Identifying subtype specific networks involved in sensory representation in mouse primary visual cortex

The mammalian brain integrates sensory information to produce relevant behaviors. Understanding how the brain encodes this sensory information has been the focus of many studies in the last decades in neuroscience. These studies have found that some brain areas are specialized in sensory processing: as an example, neurons responding to specific features of visual stimuli (such as given orientation, direction, or position) were found in the visual cerebral cortex. Interestingly, the cerebral cortex is composed of a wide diversity of molecularly, structurally, and functionally distinct neuronal subtypes. This neuronal diversity appears as an important support for sensory processing with different inhibitory subtypes showing diverse modulation of visual response by learning or locomotion. However, most studies exploring the role of inhibitory neuronal subtypes in cortical computation have been limited to a few broad ‘Families’. These few broad Families of cells represent a very poor description of the tremendous number of subtypes identified by using the gene expression of cortical inhibitory neurons: about 60 ‘transcriptomic’ inhibitory subtypes were found in mouse visual cortex. It is therefore of major importance to be able to study these fine neuronal subtypes in vivo to determine how they contribute to sensory processing.
To this aim we defined the following objectives:
1) Develop a method to study the in vivo properties of fine neuronal subtypes
2) Determine whether these diverse neuronal subtypes have diverse activity patterns in vivo
3) Describe the visual properties of these fine neuronal subtypes
4) Link these visual properties to their connectivity patterns

We have successfully developed a reliable experimental pipeline that allows in situ subtype identification with unprecedented power. This method uses the expression of 72 different genes to assign in vivo recorded cells to a fine subtype. Using this pipeline, we recorded and molecularly identified more than 1000 inhibitory neurons in mouse primary visual cortex.
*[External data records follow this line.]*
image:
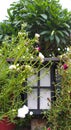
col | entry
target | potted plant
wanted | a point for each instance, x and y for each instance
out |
(16, 56)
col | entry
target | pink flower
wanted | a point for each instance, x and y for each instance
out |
(48, 128)
(38, 48)
(65, 66)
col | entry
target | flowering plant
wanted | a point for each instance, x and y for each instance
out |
(59, 116)
(16, 65)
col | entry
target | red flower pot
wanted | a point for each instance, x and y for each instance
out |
(5, 124)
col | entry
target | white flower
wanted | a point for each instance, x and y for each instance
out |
(11, 67)
(37, 35)
(41, 56)
(31, 113)
(23, 111)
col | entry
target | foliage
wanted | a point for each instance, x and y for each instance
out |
(59, 117)
(45, 17)
(17, 63)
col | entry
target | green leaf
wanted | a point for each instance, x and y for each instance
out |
(61, 33)
(44, 16)
(57, 39)
(52, 33)
(1, 36)
(66, 25)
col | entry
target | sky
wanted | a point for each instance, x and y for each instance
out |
(4, 4)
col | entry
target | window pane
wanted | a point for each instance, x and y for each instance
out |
(32, 99)
(45, 98)
(32, 81)
(44, 77)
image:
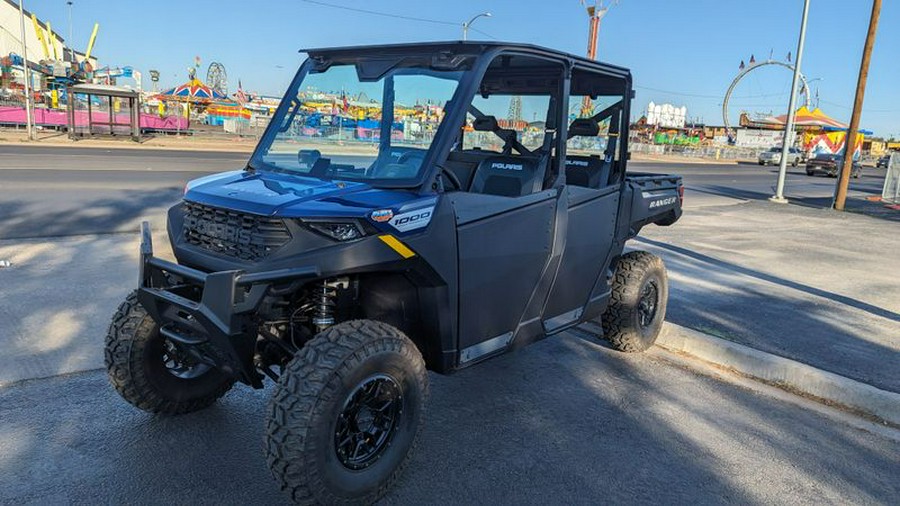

We found that the visual properties of inhibitory neurons in the primary visual cortex differed greatly between the major Families (Pvalb, Sst, Vip, Sncg and Lamp5). However, the fine subtypes composing these Families of inhibitory cells shared very similar visual responses. In sharp contrast, the modulation by the animal’s state greatly varied even between fine subtypes of the same Family. Strikingly, we found that a single axis of variability, defined using only gene expression, could predict this state modulation across all subtypes we have recorded from. This single axis also correlated with the spike properties of the subtypes as well as with their morphology. These results were collected and published online in a pre-print article (doi: https://doi.org/10.1101/2021.10.24.465600) which was presented at different international conferences (COSYNE, FENS forum, SfN annual meeting) and has just been accepted in principle for publication by the peer-reviewed journal Nature.

We are currently still exploring how the connectivity of these fine subtypes can determine their tuning properties. In particular, we are using retrograde tracing to decipher whether excitatory cells with different modulation by the animal’s arousal are connected by diverse neuronal subtypes and how this relates with their in vivo properties.

Our results provide the first large-scale in vivo functional assessment of fine inhibitory subtypes in the cerebral cortex. As such, it extends our current knowledge of the role of these subtypes far beyond the current state of the art, providing crucial information about subtype specific visual properties and state modulation. All the data were made publicly available to allow other scientists to explore this very rich dataset spanning multiple dimensions of neuronal activity and subtypes (https://doi.org/10.6084/m9.figshare.19448531.v1). The study we have published provides a framework for all future studies of the in vivo function of fine subtypes and also identifies a critical transcriptomic axis that has deep implications for cortical development and function.
More generally, subtype-specific disfunctions have been involved in several brain disorders, and fine tuning of inhibition in cortex is critical to maintain proper brain function. Our method and our results will support future studies exploring the involvement of these fine subtypes in brain disorders.